INSTRUCTIONS TO CANDIDATES
ANSWER ALL QUESTIONS

QUESTION 1

Briefly answer the following questions:

A. Although data subsampling is straightforward, it is often not the best method for creating an independent data set for model testing. Why not? [5 marks]

B. Traditionally, statisticians have not used resampling techniques when running linear regression models.

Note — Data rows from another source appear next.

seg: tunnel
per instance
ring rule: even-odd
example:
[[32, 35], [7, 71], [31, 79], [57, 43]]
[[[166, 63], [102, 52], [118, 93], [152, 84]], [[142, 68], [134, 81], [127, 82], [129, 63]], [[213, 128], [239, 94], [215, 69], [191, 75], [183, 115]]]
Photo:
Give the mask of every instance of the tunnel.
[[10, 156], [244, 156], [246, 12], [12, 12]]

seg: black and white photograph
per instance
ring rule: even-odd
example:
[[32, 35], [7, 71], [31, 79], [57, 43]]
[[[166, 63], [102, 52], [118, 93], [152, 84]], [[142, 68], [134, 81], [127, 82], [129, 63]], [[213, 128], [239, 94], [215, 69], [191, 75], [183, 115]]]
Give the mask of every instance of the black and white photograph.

What is the reasoning behind this? [5 marks] 

QUESTION 2

Import the Excel file “Double_peak_21.xlsx” into R and carry out the ORQ (orderNorm) transformation on the variable Length using the package bestNormalize.

To show that you have done this correctly, calculate the correlation coefficient (Pearson’s method) between the original variable Length and the new transformed variable.

Write the value of the correlation coefficient below using 4 decimal places. [10 marks]

QUESTION 3

A student has written the following R code and found that it doesn’t run:

library(carrot)

set.seeds(1234)

trainIndex <- createDataPartition(Vegetables$potatoes, groups = 6, p=0.8, list=FALSE)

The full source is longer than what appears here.